(notes from one other remote, exotic place, with strange people and customs: Cornwall)
In a Papuan rainforest location I recently witnessed a PR person bragging about how her company had really not done that much damage to the environment at all. In a field which had previously been a complex forest ecosystem on the equatorial, there now lies a grass meadow with grazing cows, right out of a Constable painting. And we thought that clichés were only harmful to the soul...
Now, in Cornwall, I am struck by how desolate the land is in the ‘mature economies’. The beautiful meadows, with the gorgeous rolling hedges (the latter - to be precise - can contain a surprising complexity of life in them), the cows and horses… It all seems so empty and destroyed compared to the real thing. Desolate, really, is the word.
Csaba Aradi, the former director of the Hortobagy National Park in Hungary once played a little game with me. I - in my usual polite manner - asked him, why on Earth people are so interested in the flat barren land over which he resided. Hortobagy is a great plain. It was, I suggested, just grass and nothing. His response? He made me walk in a random direction, of my choice, for a random distance, also my choice, on this ‘empty field’. Then we kneeled down, and he made me count the species I could see within a circle of one-metre diameter. It took a while: there were a lot of species. Then we stood up, he made me choose another direction, and we walked just two metres. Kneeled down again, many distinct species again, almost none of them the same. The species diversity in this ‘flat, barren field’ was very high indeed.

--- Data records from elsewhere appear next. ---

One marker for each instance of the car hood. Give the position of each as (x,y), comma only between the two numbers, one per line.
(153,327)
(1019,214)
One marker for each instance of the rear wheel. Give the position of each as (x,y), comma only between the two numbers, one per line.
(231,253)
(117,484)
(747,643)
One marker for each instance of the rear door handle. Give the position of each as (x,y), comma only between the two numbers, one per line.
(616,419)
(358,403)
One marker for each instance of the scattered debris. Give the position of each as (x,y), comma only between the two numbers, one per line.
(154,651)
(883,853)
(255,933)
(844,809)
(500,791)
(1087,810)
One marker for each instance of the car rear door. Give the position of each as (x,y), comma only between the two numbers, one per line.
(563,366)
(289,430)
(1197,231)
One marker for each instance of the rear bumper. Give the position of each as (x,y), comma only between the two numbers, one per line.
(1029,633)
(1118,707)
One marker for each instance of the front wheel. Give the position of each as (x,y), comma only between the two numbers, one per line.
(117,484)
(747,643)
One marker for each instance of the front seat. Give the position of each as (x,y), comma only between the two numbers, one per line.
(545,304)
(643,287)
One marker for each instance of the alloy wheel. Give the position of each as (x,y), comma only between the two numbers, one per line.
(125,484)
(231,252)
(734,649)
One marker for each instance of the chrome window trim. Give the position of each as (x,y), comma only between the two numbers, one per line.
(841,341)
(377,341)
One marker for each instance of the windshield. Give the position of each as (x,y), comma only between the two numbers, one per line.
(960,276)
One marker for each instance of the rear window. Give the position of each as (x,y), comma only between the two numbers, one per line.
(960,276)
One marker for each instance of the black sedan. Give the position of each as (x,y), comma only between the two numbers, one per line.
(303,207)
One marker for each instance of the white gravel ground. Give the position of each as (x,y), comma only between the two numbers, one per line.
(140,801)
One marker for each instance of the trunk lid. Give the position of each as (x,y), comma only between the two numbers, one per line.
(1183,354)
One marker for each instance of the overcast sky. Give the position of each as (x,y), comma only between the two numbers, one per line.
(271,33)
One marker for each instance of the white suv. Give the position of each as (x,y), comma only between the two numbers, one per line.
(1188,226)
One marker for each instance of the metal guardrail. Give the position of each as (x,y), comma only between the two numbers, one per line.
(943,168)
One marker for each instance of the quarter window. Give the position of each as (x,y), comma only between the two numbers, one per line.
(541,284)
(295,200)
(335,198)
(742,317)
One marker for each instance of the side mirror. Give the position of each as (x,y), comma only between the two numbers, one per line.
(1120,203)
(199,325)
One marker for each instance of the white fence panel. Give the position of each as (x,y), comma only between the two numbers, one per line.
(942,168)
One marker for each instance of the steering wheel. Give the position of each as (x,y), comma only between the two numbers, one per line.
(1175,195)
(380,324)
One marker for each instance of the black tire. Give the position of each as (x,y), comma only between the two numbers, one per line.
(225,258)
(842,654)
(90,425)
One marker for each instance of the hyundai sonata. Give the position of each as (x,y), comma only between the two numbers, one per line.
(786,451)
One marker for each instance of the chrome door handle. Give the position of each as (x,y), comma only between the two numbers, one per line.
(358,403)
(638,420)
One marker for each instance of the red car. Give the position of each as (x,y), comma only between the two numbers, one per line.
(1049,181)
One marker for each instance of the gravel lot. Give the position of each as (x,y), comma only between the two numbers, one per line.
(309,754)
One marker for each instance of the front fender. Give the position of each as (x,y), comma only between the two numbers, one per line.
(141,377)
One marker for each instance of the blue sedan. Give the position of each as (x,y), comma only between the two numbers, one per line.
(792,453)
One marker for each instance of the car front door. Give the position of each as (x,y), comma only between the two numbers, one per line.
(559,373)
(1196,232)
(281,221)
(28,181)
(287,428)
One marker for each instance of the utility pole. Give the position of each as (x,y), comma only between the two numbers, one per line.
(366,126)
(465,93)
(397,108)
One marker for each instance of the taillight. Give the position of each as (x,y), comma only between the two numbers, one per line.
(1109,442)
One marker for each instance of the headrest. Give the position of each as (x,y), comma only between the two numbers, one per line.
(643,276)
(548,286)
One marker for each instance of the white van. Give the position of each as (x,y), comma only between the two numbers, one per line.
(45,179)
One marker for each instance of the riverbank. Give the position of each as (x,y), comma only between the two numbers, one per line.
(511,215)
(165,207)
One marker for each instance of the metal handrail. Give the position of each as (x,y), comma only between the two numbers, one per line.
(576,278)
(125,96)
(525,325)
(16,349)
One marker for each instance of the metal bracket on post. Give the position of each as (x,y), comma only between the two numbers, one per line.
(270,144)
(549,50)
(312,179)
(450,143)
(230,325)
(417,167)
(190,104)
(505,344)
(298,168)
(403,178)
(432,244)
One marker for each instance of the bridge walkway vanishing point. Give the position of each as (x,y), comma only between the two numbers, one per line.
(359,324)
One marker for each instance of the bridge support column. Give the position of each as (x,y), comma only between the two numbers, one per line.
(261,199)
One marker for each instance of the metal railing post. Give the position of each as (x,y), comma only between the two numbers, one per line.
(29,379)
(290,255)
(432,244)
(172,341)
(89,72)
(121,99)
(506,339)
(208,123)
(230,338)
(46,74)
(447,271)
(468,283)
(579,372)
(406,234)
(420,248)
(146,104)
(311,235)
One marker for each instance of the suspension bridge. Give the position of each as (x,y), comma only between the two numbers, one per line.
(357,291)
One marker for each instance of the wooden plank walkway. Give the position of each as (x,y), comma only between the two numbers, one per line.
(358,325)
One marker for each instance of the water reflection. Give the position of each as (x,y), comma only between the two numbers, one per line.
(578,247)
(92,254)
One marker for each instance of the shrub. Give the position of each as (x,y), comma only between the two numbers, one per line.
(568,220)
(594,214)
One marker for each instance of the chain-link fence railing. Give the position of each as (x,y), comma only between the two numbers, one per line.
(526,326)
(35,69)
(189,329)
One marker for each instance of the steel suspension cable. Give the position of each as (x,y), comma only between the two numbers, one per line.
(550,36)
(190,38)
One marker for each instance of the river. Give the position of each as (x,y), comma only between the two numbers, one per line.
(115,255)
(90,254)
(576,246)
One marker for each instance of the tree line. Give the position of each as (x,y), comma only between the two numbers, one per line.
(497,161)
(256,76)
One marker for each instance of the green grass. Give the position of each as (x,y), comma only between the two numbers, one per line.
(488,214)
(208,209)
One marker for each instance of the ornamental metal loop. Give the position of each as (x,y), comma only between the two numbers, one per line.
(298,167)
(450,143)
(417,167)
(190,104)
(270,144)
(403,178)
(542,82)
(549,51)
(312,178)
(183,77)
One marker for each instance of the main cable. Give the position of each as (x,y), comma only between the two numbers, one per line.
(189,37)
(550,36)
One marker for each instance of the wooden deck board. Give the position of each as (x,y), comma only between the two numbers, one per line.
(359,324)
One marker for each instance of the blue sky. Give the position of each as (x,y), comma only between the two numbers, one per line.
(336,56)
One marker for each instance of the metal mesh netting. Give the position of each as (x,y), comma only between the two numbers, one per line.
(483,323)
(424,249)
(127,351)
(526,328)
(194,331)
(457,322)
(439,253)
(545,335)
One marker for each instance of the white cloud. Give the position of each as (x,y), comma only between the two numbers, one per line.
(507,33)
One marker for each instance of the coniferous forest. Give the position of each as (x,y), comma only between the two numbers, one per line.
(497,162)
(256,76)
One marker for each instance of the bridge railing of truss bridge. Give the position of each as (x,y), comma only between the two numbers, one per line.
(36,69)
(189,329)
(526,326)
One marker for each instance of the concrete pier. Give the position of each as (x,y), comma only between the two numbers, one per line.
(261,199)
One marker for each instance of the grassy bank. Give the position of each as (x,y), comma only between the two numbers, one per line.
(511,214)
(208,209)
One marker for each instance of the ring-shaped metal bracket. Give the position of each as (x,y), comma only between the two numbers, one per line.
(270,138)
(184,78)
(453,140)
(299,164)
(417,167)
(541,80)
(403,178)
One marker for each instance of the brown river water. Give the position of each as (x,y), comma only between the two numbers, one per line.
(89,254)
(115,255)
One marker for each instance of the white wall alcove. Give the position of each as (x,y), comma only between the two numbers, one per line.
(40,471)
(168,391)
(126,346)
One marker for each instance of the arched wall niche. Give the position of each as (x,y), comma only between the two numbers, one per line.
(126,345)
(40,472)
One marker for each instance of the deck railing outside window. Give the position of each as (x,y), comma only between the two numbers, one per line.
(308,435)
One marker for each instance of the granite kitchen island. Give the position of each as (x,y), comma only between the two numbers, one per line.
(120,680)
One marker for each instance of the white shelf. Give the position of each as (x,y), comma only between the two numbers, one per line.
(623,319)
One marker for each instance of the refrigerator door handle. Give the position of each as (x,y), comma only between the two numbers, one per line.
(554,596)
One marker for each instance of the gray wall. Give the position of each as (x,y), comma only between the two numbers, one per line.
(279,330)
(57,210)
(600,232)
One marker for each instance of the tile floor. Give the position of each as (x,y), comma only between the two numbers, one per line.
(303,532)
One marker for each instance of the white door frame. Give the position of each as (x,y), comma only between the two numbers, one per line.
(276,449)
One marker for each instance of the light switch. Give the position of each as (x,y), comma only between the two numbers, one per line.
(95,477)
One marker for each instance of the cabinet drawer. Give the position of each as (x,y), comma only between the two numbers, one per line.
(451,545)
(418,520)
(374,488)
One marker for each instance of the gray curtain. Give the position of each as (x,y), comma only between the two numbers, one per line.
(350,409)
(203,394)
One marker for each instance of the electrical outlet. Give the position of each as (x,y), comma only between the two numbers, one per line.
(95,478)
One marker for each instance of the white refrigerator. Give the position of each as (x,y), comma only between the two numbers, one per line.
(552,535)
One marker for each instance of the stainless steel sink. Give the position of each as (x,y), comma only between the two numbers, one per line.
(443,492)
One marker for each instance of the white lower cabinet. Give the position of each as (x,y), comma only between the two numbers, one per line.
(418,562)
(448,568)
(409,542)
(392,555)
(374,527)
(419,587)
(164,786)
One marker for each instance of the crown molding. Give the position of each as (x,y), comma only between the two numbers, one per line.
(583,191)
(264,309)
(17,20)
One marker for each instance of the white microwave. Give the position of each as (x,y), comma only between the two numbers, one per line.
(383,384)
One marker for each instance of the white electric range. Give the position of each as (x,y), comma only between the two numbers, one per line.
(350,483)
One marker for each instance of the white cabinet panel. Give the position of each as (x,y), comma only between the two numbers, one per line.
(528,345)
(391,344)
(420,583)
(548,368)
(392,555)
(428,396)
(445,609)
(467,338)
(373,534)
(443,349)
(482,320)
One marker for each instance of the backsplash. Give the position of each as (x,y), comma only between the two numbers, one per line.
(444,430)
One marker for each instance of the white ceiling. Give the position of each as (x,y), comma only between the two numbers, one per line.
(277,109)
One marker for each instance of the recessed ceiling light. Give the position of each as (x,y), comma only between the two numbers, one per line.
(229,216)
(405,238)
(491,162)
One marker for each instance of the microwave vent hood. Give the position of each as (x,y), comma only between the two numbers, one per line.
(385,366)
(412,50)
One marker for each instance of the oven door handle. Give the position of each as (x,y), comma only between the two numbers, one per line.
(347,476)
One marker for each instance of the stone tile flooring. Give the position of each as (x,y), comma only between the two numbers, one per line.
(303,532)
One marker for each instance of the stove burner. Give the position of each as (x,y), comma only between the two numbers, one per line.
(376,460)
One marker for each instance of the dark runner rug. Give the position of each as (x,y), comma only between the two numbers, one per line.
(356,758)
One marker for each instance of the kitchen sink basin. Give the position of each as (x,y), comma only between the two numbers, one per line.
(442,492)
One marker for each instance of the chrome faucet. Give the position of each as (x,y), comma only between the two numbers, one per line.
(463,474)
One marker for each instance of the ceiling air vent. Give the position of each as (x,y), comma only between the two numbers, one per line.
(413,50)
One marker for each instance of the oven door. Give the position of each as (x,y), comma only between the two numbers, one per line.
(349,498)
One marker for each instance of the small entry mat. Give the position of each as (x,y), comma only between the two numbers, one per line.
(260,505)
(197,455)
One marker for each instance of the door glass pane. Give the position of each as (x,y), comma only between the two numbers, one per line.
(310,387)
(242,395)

Now take Papua, the extreme version of ecological variation. You cannot say this slowly enough, for my mind to take it in. There are more than 2000 different orchids on Papua. Two thousand. More than 600 birds. Incredible. 61 different species of snakes. Some 2400 different fish. How many birds, or fish can I name? Or remember ever having seen? Including the zoo, the nature books, the Attenborough movies, and all my hikes altogether. I guess - I have seen quite a few – but it is maybe 300 max. Now Papua has double all the birds I think I have ever glanced at in life, on the screen or in books. Or fish: if I spent only a minute looking at each species, I would need almost two days of constant looking to get through them. (This is why people come up with silly comparisons -- the magnitude just cannot be felt through a number on the screen, albeit a four-digit one. The next thing I will do is calculate whether all the fish species lined up one after the other would actually reach the moon...)
And to top it all, you have more than 100 thousand insect species alone. Now, that is a lot of bugs.
Then look at the English landscape. Grass and grazing cows. That is two species. Well, grass is a little more complicated, so maybe a few more. And the weeds. And the crows. And… Er… There is also the fly, yeah? It is a desert.